Sam68, RNA helicase A and Tap cooperate in the post-transcriptional regulation of human immunodeficiency virus and type D retroviral mRNA.

Abstract

Unlike cellular mRNA, retroviral mRNA bypasses the tight coupling of the splicing and nuclear export steps to allow the export of intron-containing viral RNA transcripts to the cytoplasm. Two distinct nuclear export pathways for retroviral mRNA have been described: a CRM-1 dependent pathway mediated by the HIV-1 Rev protein and the Rev Response Element (RRE), and a CRM-1 independent pathway mediated by the Constitutive Transport Element (CTE) of type D retroviruses. Two CTE-binding proteins, RNA helicase A (RHA) and Tap, have been implicated in the nuclear export of CTE-containing RNA. Recently, we reported that expression of RRE-containing RNA could also be mediated by a cellular protein, Sam68, independently of Rev. Here we report evidence that Sam68, RHA and Tap cooperate in the nuclear export of both CTE- and RRE-containing RNA. RHA binds to Sam68 and to Tap both in vivo and in vitro. Over-expression of Sam68 activates both RRE- and CTE-regulated reporter gene expression in human cells and in quail cells in the presence of human Tap. This activation was competitively inhibited by the nuclear transport domain (NTD) of RHA and a transdominant negative mutant of Tap.
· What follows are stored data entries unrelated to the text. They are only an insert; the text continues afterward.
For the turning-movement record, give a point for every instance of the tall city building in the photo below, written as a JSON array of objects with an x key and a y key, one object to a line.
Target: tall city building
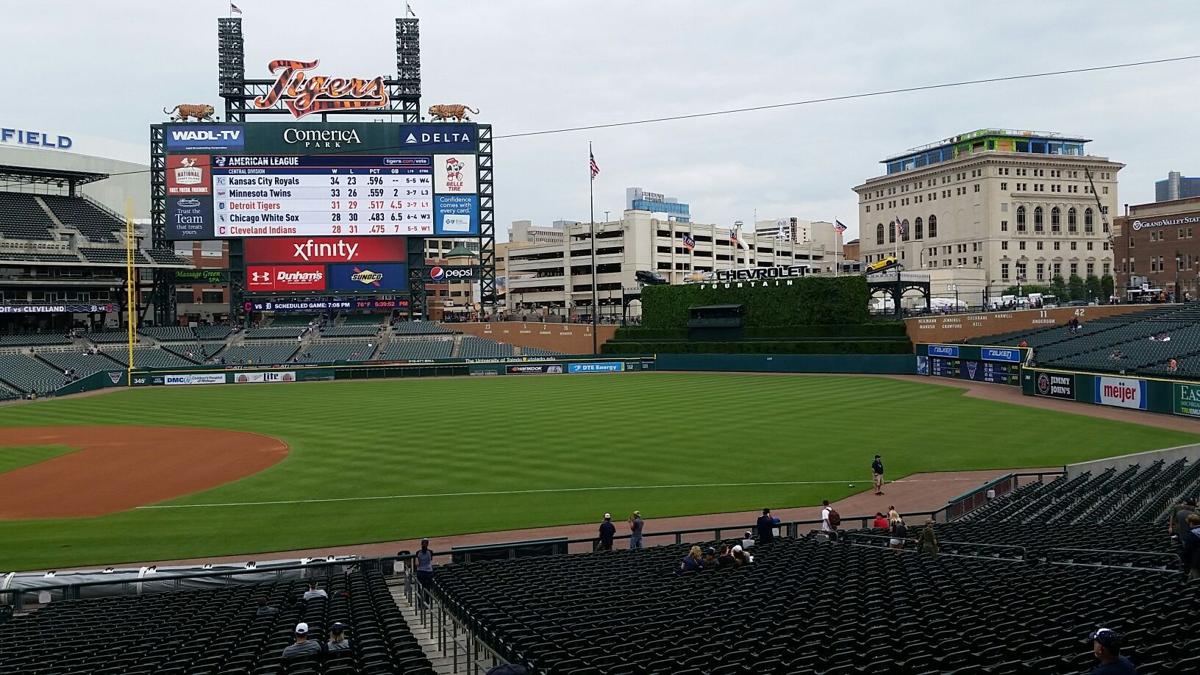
[
  {"x": 1176, "y": 186},
  {"x": 637, "y": 199},
  {"x": 1011, "y": 205}
]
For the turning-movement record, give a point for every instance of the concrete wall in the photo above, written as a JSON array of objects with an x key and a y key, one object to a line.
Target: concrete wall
[
  {"x": 948, "y": 328},
  {"x": 565, "y": 338},
  {"x": 1167, "y": 454}
]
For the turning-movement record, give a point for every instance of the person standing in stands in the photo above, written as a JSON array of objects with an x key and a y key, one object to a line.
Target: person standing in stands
[
  {"x": 607, "y": 531},
  {"x": 301, "y": 646},
  {"x": 337, "y": 639},
  {"x": 424, "y": 563},
  {"x": 635, "y": 530},
  {"x": 877, "y": 475},
  {"x": 928, "y": 541},
  {"x": 1107, "y": 647},
  {"x": 766, "y": 527}
]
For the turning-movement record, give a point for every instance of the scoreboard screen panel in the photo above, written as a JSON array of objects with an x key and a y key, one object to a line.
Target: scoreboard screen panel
[{"x": 322, "y": 196}]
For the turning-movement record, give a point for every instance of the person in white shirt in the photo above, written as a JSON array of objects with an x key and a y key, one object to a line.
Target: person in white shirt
[{"x": 315, "y": 592}]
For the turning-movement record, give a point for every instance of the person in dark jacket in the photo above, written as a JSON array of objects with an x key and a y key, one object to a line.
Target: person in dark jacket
[
  {"x": 607, "y": 530},
  {"x": 766, "y": 527},
  {"x": 1191, "y": 541}
]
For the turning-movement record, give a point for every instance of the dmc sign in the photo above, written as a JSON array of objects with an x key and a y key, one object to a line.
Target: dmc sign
[
  {"x": 761, "y": 273},
  {"x": 304, "y": 94},
  {"x": 34, "y": 138}
]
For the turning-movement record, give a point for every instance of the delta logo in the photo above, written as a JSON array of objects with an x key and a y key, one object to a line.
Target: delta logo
[{"x": 367, "y": 278}]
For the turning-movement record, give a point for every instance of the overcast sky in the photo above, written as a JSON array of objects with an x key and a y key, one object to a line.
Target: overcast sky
[{"x": 106, "y": 70}]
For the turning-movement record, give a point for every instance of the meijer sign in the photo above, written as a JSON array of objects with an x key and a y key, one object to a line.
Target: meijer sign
[{"x": 1121, "y": 392}]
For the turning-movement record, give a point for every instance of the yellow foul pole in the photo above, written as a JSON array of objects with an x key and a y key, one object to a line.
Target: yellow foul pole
[{"x": 131, "y": 293}]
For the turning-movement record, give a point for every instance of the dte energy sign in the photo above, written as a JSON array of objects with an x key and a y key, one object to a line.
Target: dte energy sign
[{"x": 1121, "y": 392}]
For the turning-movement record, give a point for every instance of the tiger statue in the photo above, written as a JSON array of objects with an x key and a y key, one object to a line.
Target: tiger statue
[
  {"x": 202, "y": 112},
  {"x": 456, "y": 112}
]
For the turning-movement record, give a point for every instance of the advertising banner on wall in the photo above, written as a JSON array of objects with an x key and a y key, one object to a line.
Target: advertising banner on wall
[
  {"x": 1121, "y": 392},
  {"x": 1187, "y": 399},
  {"x": 195, "y": 378},
  {"x": 456, "y": 214},
  {"x": 1055, "y": 386},
  {"x": 369, "y": 278},
  {"x": 283, "y": 279},
  {"x": 327, "y": 250}
]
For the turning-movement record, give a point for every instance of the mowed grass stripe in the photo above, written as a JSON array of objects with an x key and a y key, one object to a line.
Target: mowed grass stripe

Conversely, the activation of CTE by Tap in quail cells was inhibited by a transdominant mutant of Sam68 and NTD. We propose that both HIV and type D retroviruses may access the same constitutive RNA nuclear export pathway involving RHA, Tap and Sam68, even though HIV also utilizes the Rev protein for more efficient nuclear export. it is likely that this constitutive export pathway is also used by cellular mRNA, but at a different interface with the splicing process.